Doing it by hand, the memory access size is the data size, each thread gets.

There are some data access configurations, where ldmatrix is identical to doing it by hand and some, where it is not possible to use ldmatrix, and some where it is much better to use ldmatrix than doing it by hand.

I don’t totally understand the meaning of cycling. Can you give me an example?

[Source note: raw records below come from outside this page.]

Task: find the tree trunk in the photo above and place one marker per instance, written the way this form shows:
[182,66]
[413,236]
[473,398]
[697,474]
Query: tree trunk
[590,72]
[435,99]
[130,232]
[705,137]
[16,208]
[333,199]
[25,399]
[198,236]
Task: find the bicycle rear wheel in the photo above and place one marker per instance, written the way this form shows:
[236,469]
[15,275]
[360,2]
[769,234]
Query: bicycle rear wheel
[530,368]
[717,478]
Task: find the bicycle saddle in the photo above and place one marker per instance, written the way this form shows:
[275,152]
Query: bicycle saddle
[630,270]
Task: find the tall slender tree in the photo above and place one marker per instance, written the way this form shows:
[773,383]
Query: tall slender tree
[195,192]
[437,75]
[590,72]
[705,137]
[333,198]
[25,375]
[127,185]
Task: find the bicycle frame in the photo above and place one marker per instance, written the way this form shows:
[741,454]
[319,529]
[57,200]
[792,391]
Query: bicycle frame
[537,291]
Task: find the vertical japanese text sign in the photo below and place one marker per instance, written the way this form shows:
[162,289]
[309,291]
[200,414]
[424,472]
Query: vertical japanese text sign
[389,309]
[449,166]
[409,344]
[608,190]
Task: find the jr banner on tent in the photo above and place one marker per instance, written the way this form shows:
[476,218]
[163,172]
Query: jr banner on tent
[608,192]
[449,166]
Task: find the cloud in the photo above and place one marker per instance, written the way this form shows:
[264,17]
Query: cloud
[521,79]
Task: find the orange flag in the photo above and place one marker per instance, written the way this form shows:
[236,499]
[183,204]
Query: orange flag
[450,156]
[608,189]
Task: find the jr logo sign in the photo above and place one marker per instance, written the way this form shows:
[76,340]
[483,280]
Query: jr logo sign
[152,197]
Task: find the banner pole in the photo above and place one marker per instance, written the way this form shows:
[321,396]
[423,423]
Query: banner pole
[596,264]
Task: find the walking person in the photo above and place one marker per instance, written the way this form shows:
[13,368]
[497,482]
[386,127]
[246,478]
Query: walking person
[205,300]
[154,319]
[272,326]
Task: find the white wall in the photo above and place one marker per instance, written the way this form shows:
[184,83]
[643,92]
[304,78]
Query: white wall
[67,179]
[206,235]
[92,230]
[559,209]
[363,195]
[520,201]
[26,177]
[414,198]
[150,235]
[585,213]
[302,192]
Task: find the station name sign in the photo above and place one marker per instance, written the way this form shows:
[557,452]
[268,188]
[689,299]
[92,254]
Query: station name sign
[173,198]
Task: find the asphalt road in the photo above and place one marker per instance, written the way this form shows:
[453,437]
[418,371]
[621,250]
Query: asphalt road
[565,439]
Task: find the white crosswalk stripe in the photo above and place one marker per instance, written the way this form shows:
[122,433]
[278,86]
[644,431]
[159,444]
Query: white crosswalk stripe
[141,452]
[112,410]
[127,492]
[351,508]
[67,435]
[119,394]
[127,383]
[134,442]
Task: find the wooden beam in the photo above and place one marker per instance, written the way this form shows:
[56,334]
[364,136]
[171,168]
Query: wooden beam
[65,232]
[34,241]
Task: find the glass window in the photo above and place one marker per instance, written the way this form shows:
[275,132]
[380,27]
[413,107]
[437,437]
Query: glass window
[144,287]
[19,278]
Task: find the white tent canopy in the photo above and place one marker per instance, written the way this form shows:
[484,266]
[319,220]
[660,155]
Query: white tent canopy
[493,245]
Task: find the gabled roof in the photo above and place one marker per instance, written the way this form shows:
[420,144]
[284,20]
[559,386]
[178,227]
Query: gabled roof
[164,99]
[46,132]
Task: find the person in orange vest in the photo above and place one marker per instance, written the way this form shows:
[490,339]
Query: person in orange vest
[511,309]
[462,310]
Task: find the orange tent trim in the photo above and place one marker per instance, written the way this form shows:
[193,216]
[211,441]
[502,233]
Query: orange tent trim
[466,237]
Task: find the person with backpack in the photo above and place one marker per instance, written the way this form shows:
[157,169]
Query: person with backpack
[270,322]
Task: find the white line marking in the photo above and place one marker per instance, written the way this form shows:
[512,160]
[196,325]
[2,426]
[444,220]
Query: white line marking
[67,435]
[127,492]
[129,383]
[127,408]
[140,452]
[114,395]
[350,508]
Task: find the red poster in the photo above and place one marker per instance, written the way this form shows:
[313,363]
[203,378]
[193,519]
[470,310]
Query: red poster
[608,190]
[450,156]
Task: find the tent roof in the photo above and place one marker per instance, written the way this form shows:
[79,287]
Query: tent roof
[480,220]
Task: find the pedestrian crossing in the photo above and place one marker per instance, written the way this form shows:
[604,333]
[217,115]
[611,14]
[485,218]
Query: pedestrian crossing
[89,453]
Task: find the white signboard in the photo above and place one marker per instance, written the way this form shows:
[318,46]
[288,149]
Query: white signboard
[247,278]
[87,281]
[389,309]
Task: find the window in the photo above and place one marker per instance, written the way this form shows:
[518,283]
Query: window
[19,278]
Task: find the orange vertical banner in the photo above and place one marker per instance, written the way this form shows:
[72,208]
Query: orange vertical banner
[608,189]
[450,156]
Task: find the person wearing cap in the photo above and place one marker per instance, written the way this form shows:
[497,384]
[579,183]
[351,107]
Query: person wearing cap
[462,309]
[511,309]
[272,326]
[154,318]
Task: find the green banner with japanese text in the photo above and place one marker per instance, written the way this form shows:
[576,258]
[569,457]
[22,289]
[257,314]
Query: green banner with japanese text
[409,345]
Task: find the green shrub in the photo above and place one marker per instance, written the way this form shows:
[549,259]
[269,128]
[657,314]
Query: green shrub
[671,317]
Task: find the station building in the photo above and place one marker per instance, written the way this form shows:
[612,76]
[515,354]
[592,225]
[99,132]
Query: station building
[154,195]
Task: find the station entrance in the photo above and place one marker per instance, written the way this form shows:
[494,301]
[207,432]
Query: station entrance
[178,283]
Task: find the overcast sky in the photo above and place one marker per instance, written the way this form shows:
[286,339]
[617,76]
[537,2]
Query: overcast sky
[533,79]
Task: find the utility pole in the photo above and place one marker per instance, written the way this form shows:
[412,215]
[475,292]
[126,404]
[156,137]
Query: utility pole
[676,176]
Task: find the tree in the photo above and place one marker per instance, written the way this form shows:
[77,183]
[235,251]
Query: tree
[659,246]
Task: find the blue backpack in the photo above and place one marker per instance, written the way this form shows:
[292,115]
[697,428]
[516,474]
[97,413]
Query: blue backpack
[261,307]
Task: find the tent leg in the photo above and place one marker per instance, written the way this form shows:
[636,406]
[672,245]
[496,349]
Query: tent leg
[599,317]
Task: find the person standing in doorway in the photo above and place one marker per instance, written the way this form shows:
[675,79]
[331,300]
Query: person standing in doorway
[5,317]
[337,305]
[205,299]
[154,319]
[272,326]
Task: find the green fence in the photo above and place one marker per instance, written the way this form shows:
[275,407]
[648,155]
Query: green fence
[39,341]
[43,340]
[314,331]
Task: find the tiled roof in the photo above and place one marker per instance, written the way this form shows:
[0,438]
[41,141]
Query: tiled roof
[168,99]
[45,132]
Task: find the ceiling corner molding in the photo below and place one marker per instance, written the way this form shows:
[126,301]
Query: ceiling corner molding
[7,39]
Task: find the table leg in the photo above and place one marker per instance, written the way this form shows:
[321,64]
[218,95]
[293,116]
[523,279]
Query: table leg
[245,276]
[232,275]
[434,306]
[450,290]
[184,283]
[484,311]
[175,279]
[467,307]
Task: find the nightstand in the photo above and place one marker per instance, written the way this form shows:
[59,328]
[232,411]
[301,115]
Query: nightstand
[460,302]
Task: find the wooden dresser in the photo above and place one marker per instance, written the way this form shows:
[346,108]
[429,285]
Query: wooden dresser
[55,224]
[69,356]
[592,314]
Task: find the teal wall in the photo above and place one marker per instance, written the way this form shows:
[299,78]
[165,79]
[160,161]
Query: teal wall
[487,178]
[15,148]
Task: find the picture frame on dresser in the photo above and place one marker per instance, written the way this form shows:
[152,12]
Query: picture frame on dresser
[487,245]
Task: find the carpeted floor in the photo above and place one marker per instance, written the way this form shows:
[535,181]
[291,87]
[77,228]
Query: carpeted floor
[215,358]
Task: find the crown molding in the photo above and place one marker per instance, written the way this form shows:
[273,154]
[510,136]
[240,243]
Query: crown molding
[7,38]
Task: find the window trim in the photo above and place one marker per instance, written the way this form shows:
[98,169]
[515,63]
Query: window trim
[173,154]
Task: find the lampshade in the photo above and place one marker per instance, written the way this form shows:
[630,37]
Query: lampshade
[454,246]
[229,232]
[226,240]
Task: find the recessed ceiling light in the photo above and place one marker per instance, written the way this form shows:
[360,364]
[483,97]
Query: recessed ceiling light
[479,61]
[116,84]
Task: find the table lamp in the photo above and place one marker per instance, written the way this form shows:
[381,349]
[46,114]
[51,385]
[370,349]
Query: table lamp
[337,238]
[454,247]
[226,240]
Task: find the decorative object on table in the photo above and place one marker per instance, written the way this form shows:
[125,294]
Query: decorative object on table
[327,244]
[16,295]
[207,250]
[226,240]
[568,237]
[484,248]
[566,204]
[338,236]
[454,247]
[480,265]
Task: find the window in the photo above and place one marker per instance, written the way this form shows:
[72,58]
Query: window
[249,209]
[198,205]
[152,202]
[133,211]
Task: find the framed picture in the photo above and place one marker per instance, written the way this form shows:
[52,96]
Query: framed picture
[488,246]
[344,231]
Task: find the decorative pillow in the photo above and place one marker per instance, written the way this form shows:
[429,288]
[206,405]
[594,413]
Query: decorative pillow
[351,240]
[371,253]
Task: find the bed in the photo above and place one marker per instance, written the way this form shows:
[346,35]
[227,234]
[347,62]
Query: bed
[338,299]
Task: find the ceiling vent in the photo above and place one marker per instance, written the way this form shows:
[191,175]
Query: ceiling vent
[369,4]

In the following I show the general principle (without refering to ldmatrix or groups of 4 banks, which have no bank conflicts, but assume 32 manual 32-bit accesses):

You want to access values with arbitrary pointers from several threads.
As you cannot directly avoid bank conflicts, you go another way.
You put all that data for the mma instruction into the same bank.
You put different data into the second bank, and so on for all banks. ← This part is important; for avoiding bank conflicts in the way shown, we use the possibility that you also want to do separate mma instructions on different data, which we can store in different banks. We mix the data loading for all those mma instructions to distribute, which thread reads from which bank.

Then instead of just loading the data for one mma instruction, you load data for 32 mma instructions from different banks in a loop.

Each thread loads from a different bank in each iteration.
Afterwards the data is resorted.

thread t:
for(int i = 0; i < 32; i++)
    variable[i] = load[bank (i+t) % 32, arbitrary index within bank];

As variable does not depend on the threadid, the loop can be unrolled.
But afterwards we have to resort the loaded values without refering to the thread index.

We rather would have liked to store into

variable[(i+t) % 32]

to use data from specific banks (over all threads) for each mma instruction.

We shifted the problem from bank conflicts to a very difficult resort operation, with different resorts per thread without being allowed to use thread-dependent indices on local variable arrays.

It is not as bad with ldmatrix (and specifically the version reading 8 shorts per thread). Here we have a maximum of a 2-way bank conflict, which we can accept or avoid by simpler resorting (2 iterations instead of 32), so simple selects for resorting.

So the 128-bit ldmatrix gets 8 pointers per group of threads 0/4/8/… storing the result into 4 32-bit unsigned integers per thread.

You just make sure that the 4 integers belong to fixed different bank groups of 4 banks and use them for different mma instructions, e.g.

You read the first integer (2 shorts) from banks 0-7, the second integer from banks 8-15, …

So you get each of the 2 short values within each of the 32-bit integers from arbitrary indices, but you have to make sure that the integers between each other are in different banks.

And you use the integers for different mma instructions. See it, as if you can parallelize the same operation with different data. And you store the different data into the different banks.